So I don't really know.
I never consider my parents as abusive, mostly for the reason that there always seems to be someone who's had it much worse. I've just kind of dealt with it and thought it was normal all my life, and well, maybe it is... I just can't tell anymore.
I'm writing this after an argument with my mother. When I got home from school, she came in my room, sat down, and told me she was worried about me being depressed. I have been, but I'd never tell her that. Whenever I tell my parents anything, they somehow always turn it back around on me. But anyway, the whole "worried mother" facade quickly disappeared and she wouldn't let me leave until I told her what I was thinking.
This women has pinned me down on my bed, shaken and smacked me across my face before.
She's also grabbed me by the throat, with her sharp nails in my neck, and held me up against a wall and let me struggle to breathe while she screamed at me. I was around 6 years old.
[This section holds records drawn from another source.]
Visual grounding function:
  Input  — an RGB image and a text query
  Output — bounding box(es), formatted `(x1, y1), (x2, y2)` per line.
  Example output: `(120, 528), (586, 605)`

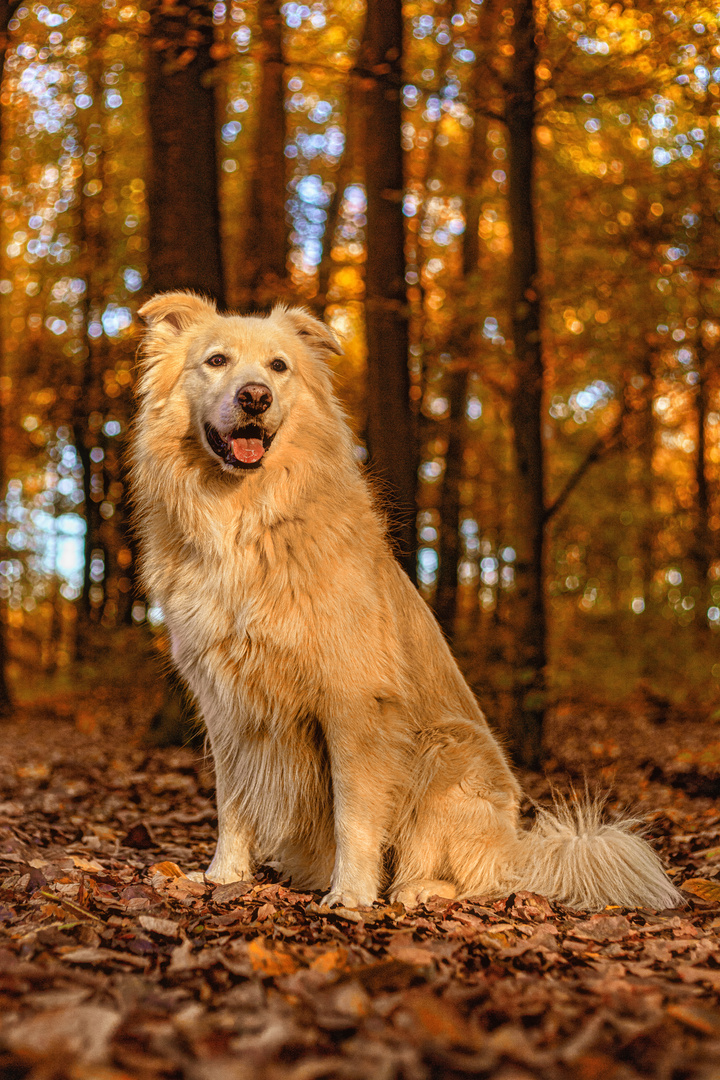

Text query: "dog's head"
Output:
(139, 293), (341, 474)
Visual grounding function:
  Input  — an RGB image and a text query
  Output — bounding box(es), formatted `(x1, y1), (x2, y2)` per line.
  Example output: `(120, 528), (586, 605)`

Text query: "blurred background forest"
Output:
(0, 0), (720, 764)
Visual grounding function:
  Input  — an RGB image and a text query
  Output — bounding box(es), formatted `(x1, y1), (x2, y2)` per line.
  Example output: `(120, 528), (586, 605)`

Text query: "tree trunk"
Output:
(505, 0), (547, 768)
(358, 0), (418, 581)
(433, 373), (467, 642)
(434, 97), (487, 640)
(148, 0), (225, 303)
(148, 0), (225, 742)
(240, 0), (287, 307)
(0, 0), (19, 716)
(691, 339), (712, 596)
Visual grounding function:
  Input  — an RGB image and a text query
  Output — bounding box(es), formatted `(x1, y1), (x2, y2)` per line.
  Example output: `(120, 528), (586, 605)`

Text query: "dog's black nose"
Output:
(235, 382), (272, 416)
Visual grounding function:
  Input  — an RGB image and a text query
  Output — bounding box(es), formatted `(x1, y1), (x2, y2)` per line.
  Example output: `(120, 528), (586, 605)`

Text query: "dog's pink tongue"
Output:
(230, 438), (264, 464)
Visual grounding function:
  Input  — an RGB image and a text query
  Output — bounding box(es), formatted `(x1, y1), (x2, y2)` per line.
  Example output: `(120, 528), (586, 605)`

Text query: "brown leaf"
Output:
(667, 1004), (720, 1035)
(310, 948), (348, 971)
(137, 915), (180, 937)
(4, 1004), (120, 1063)
(148, 862), (186, 877)
(211, 867), (253, 904)
(681, 878), (720, 904)
(247, 937), (298, 977)
(571, 915), (637, 942)
(403, 988), (475, 1047)
(120, 821), (155, 851)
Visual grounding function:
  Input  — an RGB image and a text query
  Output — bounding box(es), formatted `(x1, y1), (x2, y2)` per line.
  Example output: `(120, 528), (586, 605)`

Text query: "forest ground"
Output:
(0, 643), (720, 1080)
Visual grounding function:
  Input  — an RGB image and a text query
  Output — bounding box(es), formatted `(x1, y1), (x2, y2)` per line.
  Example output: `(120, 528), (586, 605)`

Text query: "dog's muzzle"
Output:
(205, 423), (275, 469)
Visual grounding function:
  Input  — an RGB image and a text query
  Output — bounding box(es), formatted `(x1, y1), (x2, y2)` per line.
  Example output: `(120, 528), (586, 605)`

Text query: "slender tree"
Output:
(239, 0), (287, 307)
(147, 0), (225, 303)
(143, 0), (225, 742)
(357, 0), (418, 580)
(0, 0), (19, 716)
(505, 0), (547, 767)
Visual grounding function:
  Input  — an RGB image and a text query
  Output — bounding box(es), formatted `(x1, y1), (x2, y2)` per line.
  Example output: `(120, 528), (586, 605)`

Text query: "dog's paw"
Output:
(321, 889), (378, 907)
(204, 860), (253, 885)
(390, 880), (458, 907)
She has thrown glasses, bottles, spatulas, screwdrivers, toys, and various other items at me and my brother, sometimes hitting us.
As I got older, she would shove me against a wall, hard enough to bruise me. She's slammed my leg in a car door, a few years ago. Recently, she hasn't done anything, I think because she knows I could beat her easily in a physical fight.
My father is impossible to understand. One minute, he'll be the only source of comfort I have, and then the next thing I know, he'll make my life hell.
In the past, when I neglected to clean my room, he would throw me by my neck to the floor, and then proceed to literally tear apart my room. He would empty every drawer, shelf, and bin into the center of the floor, (usually breaking things in the process), and then demand that it be completely spotless within an hour. If I didn't meet this goal, he'd not only hit me, but take away everything I had, whether it be my privilege to play outside, go to a friends house, listen to music, text a friend; anything I had was his to take. It sounds fair, but it left me completely isolated from anyone I could possibly vent to. I was always terrified of him... I never could seem to meet his expectations. I always got punished, no matter what I did, in very much the same way that my mother punished me.
They've both been dictators about what I say to my friends, too.
If I ever texted a friend about any of this, and they somehow saw the message, they'd make sure I regretted it.
If I ever said anything they didn't like, I was in trouble. All of my interactions with anyone and everyone were very closely watched. They have my wifi on a timer so it turns off at night, and I don't even have a cell anymore. Because of this, I couldn't really ever make friends, and eventually I just became very islolated and hopeless.
Now that I'm older, I know how to do things behind their back, and they don't physically hurt me anymore (for the most part), but they still treat me so inferior, and get mad when I don't love them as much as they want me to... I don't what to do anymore, honestly. I get so depressed about the fact that I CAN'T love them, I can't feel safe with them, and I can't enjoy being with them, even when things are good.
I hate living like this, but I don't know what to do, if anything at all.